Pour un Interpol de la concurrence mondiale edit

17 juin 2007

Depuis le début de l’année, plusieurs affaires dévoilées par Bruxelles ont défrayé la chronique. La Commission Européenne a infligé le 21 février une amende record de 992 millions d'euros à des fabricants d'ascenseurs et d’escaliers mécaniques, accusés de s’être entendus sur les prix. Fin janvier une dizaine d'entreprises d'appareillage électrique s'étaient vu imposer une pénalité de 750 millions pour s’être organisées en cartel. Le géant allemand Siemens a écopé de la plus lourde sanction jamais ordonnée, soit 418 millions. Des succès spectaculaires dans la lutte contre les ententes et cartels. Mais des succès ponctuels, qui ne peuvent masquer la prolifération de ces accords illicites au niveau mondial.

En effet, lorsque des entreprises prétendument rivales se répartissent les marchés afin d’imposer aux consommateurs des prix plus élevés, elles ne risquent actuellement pas les même sanctions, selon le pays où cette entorse aux règles de la concurrence est repérée et l’endroit où les entreprises sont installées. Les firmes multinationales peuvent ainsi jouer de la localisation de leurs filiales, et profiter de l’incapacité des autorités à mener des investigations et à sanctionner hors de leur territoire. Menée en ordre dispersé, la police de la concurrence se révèle donc peu efficace, tout en créant des tensions politiques sérieuses entre gouvernements qui s’accusent mutuellement de ne rien faire.

L’Union Européenne collabore, à travers divers accords bilatéraux ou plurilatéraux, avec ses principaux pays partenaires. Mais les conflits sont fréquents. Lorsque des firmes américaines s’organisent en cartels d’exportation, par exemple, d’aucuns soupçonnent les autorités de ce pays de balancer entre deux logiques.
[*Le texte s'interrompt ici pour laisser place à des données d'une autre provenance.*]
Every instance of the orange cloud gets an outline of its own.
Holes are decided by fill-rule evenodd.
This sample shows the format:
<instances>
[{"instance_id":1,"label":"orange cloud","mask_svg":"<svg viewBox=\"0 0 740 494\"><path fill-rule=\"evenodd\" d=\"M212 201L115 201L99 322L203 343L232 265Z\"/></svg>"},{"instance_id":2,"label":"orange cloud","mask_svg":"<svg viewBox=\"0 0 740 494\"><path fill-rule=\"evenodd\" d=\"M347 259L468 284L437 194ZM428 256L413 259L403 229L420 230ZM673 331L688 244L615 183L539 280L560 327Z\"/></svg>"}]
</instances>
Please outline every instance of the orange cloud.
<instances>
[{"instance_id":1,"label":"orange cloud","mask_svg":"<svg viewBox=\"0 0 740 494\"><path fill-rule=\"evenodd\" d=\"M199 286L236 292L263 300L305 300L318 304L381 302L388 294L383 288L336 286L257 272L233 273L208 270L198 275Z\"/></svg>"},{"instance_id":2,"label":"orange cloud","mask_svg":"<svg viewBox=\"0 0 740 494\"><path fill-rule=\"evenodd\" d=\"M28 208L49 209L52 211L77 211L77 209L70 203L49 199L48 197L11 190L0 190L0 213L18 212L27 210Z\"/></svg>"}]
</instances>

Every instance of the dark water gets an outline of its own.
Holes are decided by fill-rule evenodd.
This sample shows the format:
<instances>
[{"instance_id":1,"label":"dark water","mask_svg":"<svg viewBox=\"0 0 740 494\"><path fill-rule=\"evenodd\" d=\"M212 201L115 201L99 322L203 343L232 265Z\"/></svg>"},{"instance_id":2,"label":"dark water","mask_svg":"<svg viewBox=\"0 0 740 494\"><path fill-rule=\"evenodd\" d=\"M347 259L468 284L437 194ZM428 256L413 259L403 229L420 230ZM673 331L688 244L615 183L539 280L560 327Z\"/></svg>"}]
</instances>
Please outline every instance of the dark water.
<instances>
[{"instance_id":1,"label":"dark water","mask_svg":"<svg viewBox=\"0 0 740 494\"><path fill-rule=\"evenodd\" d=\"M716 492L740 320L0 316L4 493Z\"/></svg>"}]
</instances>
Défendent-elles prioritairement le libre jeu du marché ou leurs intérêts nationaux ? L’impartialité de la Commission Européenne est mise en cause de la même manière par les économistes américains. Ces logiques contradictoires sont apparues clairement lors des projets de fusion entre Boeing et Mac Donnell Douglas, à la fin des années 90, et entre General Electric et Honeywell, au début des années 2000. Les positions des autorités américaines de la concurrence ont été très différentes de celles de leurs homologues européennes. Autre exemple bien connu : Microsoft. Cette entreprise a été sanctionnée à de fortes amendes par la Commission Européenne alors qu’elle est ressortie presque blanchie des accusations que le gouvernement américain a pu porter contre elle.

Ces conflits seraient en partie évitables si les différentes autorités de la concurrence disposaient d’un cadre d’action et de réflexion commun, reposant sur des méthodes et des instruments identiques. C’est ce que cherchent à mettre en place de grandes institutions comme l’OCDE, la CNUCED et des forums internationaux comme le « International Competition Network », un réseau informel entre autorités de la concurrence, rassemblant près de 80 pays. Certains ont songé aussi à élargir les compétences de l’Organisation Mondiale du Commerce (OMC). Mais le projet est risqué. L’OMC organise des négociations entre Etats visant à abaisser les droits de douane supportés par les entreprises. Elle se soucie peu de la défense du consommateur. Les débats y sont très politisés, ce qui nuit à leur efficacité. Il semble donc plus pertinent de créer une nouvelle structure supranationale regroupant les principales autorités de la concurrence existantes, ou tout au moins, dans un premier temps, d’organiser une collaboration institutionnalisée entre un petit nombre de pays, prioritairement l’Union Européenne, les Etats-Unis et le Japon.

En raison de l’importance de ces trois pays en termes d’investissement à l’étranger et leur place dans le commerce international, une coopération entre eux serait suffisante pour contrôler la plupart des acteurs privés mondiaux. Elle permettrait de mener des actions crédibles contre les grandes firmes multinationales, qu’elles soient issues des pays développés ou émergents comme la Russie, la Chine, l’Inde, le Brésil ou l’Afrique du Sud. Elle permettrait aussi d’intensifier la lutte contre les cartels et ententes et de s’assurer du bien-fondé des fusions et acquisitions internationales de plus en plus nombreuses. Le nombre d’Etats impliqués resterait cependant suffisamment faible pour limiter les coûts d’une nouvelle structure bureaucratique ou les problèmes de coordination.

Cette première étape vers la création d’un « Interpol » de la concurrence serait un pas décisif. Elle n’est pas si irréaliste qu'on pourrait le penser. Devant l’accroissement du coût de l’inaction, les pays développés seront forcés, tôt ou tard, de discuter de la création d’un embryon de gouvernance économique mondiale.